In mid-June Rice Lake Recreation Service District starts to drain Rice Lake by pumping uphill to the northeast on Ward County land. This land sits right on top of what is known as part of the Douglas Aquifer System. This is the start of a major problem as millions of gallons of water are pumped from June 15, 2011, until October 2011. Underground rivers and natural springs are over-activated due to tremendous pressures. By early July 2011 water starts to drain back through the hills on the east side of the lake. This runoff drains through properties on the east side of the lake, flows continually all winter (2011-2012) until the present time. The water never froze all winter across my beach area to about 6 feet into the lake.
Rice Lake rises all winter and spring of 2011-2012. By early spring, water levels are higher than spring of 2011 and this is basically with no runoff of winter moisture.
Underground streams flow from aquifers on the east and west side of Rice Lake and naturally flow from north to south with eventual drainage in the Douglas area.
During fall and winter of 2011-2012 a roadway was built across the southeast end of Rice Lake and a culvert was installed for drainage to the south.

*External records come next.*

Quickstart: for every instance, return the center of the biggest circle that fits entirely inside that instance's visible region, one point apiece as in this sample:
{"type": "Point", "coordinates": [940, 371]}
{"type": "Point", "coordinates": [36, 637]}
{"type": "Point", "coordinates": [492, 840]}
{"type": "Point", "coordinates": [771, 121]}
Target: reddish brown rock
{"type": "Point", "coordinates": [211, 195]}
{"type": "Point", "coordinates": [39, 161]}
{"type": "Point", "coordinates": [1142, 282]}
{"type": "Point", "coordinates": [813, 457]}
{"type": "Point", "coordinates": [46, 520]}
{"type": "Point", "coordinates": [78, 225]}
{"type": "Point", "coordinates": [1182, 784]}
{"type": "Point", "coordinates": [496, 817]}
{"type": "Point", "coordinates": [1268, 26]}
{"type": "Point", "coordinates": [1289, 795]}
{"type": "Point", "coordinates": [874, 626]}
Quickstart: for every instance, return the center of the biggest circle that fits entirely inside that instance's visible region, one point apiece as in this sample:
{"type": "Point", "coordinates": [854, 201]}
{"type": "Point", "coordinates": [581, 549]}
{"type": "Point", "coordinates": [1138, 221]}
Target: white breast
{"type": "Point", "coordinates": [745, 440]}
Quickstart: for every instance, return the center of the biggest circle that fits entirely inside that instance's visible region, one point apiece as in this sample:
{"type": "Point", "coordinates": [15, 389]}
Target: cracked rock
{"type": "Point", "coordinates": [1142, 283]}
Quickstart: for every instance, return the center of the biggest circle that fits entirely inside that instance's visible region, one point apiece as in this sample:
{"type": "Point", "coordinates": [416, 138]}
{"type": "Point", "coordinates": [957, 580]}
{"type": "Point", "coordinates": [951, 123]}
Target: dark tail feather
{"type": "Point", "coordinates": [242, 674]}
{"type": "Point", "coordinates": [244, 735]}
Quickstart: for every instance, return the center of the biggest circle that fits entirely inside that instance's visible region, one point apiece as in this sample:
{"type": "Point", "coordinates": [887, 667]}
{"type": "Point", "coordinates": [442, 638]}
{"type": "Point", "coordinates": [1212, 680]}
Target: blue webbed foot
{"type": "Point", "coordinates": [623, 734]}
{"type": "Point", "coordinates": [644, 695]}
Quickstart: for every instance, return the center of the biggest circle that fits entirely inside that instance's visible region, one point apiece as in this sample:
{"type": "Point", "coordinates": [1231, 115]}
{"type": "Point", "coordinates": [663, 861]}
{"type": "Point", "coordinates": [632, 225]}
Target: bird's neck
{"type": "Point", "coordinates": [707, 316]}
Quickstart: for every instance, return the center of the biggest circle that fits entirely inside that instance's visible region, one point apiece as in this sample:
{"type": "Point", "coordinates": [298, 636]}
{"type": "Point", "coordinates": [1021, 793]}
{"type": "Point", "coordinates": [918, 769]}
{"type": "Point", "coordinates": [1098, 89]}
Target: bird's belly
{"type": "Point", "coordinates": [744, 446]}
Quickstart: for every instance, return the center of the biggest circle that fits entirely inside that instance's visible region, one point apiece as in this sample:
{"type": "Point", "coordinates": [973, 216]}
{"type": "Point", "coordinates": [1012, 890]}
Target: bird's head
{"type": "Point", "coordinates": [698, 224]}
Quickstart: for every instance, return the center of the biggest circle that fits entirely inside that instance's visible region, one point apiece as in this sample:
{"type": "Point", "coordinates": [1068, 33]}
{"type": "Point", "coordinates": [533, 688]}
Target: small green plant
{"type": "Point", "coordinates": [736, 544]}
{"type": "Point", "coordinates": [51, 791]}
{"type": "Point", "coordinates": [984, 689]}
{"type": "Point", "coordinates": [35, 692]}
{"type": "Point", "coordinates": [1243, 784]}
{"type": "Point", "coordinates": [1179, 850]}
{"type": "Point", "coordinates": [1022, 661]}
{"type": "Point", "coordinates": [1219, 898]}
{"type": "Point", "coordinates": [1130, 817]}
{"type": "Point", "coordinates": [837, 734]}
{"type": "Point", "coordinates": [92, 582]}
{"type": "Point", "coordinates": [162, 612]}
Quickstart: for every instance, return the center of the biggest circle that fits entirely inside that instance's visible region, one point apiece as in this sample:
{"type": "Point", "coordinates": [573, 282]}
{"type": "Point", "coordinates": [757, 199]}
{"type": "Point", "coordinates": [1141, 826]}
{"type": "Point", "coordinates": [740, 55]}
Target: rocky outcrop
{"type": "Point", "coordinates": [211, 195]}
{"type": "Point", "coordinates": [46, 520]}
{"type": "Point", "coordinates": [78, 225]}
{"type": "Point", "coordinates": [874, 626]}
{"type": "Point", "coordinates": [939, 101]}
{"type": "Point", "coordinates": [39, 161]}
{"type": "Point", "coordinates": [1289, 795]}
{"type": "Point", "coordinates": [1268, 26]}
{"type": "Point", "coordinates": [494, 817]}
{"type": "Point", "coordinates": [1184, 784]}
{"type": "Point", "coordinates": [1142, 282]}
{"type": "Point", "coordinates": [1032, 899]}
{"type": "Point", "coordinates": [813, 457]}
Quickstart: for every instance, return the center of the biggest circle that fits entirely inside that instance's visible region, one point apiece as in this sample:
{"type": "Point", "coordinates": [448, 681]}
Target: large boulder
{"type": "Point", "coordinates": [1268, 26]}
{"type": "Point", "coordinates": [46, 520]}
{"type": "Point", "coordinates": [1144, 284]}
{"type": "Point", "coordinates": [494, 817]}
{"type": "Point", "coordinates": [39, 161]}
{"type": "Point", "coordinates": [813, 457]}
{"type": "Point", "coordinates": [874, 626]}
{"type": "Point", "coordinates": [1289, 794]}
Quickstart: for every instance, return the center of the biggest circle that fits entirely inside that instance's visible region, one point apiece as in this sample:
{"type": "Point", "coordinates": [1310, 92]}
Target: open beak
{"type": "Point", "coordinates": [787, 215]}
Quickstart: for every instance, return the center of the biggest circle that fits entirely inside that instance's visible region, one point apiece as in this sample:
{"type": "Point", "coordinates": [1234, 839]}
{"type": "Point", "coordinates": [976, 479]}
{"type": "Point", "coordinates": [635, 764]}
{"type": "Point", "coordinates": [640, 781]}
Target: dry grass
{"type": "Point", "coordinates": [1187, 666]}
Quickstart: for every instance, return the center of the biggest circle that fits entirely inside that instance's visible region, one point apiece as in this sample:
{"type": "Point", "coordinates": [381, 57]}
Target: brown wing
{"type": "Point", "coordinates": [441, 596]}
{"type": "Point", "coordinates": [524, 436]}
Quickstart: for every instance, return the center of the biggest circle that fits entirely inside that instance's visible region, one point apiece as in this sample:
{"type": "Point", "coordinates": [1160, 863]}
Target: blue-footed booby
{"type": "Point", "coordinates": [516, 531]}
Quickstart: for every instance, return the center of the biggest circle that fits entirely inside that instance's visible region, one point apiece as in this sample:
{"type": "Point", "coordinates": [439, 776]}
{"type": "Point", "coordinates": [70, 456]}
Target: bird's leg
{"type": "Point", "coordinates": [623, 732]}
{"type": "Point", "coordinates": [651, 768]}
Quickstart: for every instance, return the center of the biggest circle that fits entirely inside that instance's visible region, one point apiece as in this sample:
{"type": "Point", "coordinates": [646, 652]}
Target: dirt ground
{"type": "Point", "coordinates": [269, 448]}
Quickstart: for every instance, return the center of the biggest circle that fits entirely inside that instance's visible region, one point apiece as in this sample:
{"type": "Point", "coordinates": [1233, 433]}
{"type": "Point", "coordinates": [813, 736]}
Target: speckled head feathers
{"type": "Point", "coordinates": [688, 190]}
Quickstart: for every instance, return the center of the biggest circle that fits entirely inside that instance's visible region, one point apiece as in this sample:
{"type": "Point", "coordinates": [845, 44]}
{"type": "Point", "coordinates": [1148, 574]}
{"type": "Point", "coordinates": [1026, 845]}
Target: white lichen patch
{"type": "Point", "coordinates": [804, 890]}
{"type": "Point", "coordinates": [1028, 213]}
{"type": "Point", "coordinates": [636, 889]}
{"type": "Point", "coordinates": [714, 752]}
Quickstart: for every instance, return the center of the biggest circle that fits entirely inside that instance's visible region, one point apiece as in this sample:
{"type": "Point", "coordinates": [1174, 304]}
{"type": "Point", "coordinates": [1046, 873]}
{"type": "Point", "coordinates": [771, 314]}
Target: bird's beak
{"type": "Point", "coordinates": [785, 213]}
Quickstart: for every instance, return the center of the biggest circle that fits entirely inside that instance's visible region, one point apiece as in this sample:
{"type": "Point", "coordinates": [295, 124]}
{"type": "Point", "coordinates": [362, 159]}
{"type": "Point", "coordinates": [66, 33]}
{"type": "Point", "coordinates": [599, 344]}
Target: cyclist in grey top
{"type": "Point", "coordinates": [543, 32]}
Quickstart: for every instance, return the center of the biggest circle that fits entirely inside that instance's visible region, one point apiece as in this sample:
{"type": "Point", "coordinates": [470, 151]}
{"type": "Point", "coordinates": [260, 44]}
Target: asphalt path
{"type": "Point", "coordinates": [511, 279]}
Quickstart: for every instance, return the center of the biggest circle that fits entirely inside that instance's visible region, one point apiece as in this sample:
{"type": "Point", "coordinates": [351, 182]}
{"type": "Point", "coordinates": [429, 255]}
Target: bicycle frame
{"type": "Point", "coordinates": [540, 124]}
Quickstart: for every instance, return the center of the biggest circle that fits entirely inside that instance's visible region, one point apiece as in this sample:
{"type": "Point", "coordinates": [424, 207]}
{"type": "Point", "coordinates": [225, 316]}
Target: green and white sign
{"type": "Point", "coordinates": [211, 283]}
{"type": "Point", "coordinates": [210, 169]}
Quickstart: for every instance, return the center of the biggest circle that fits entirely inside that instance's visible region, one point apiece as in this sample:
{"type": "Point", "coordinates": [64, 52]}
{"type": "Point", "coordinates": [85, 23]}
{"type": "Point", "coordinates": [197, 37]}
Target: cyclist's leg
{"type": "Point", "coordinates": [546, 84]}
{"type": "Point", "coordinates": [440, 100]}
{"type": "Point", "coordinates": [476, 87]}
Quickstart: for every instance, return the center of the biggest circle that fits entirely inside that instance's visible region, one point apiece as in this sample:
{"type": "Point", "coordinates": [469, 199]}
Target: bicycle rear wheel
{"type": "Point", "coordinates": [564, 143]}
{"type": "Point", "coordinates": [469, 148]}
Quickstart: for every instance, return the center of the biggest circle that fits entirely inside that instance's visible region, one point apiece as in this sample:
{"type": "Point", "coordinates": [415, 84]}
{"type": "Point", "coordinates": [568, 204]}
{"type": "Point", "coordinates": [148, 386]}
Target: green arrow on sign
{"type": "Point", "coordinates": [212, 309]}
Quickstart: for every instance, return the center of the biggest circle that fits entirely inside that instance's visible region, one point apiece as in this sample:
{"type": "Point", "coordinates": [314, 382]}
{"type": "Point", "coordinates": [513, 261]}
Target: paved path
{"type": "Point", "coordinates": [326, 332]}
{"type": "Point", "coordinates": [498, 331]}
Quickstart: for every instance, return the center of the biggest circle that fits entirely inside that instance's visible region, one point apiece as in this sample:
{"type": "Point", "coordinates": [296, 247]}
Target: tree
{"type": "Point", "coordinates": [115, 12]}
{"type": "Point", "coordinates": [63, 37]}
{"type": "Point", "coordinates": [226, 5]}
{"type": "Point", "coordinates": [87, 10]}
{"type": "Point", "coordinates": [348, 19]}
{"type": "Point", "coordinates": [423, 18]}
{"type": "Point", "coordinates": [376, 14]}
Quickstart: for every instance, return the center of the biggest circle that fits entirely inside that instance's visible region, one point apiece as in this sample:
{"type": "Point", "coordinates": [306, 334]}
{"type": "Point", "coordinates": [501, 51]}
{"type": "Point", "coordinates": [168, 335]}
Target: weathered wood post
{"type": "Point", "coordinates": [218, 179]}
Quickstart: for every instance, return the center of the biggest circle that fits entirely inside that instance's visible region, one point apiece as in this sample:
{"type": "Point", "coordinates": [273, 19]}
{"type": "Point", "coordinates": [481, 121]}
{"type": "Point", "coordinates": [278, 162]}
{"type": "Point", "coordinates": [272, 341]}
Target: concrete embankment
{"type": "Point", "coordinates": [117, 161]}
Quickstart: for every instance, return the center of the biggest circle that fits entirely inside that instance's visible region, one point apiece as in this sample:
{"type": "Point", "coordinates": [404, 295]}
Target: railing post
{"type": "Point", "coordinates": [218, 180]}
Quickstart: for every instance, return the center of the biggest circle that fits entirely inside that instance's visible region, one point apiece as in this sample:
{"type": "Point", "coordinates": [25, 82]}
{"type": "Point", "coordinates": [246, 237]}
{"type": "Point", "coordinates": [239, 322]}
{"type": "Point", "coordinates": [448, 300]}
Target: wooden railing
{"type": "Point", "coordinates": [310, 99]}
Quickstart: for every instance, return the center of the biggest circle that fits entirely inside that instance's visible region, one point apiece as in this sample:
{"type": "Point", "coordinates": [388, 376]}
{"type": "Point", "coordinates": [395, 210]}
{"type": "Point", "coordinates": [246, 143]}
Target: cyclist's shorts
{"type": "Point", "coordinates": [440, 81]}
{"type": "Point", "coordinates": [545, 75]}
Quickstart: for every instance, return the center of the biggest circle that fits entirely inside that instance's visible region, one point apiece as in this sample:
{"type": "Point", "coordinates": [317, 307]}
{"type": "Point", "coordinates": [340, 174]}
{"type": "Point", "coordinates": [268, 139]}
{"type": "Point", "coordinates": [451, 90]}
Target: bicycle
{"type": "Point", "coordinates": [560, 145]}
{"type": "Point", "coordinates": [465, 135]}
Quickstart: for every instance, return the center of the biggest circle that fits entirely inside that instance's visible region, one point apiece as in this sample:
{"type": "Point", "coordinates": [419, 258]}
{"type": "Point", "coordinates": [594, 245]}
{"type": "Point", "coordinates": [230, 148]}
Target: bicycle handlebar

This culvert is plugged with a commercial plug, denying any drainage of Rice Lake to its natural drainage.
In March 2012 the Rice Lake Recreation Service District starts pumping uphill to northeast on county land.
On May 15, 2012, Ward County commissioners are told that effective May 17, 2012, the Rice Lake District will not be allowed to pump on Ward County land as they don't have a proper permit from the N.D. State Water Board to drain Rice Lake and pool its water.
The Rice Lake District got approval in July 2012 to start pumping again. Will this continue the process of recycling the water uphill above the lake and back to the lake?
This is costing a lot of money to taxpayers and will help to continue further flooding.
Where would we be as property owners if man hadn't compromised natural drainage and if pumps had never been started? Should we have left it to Mother Nature?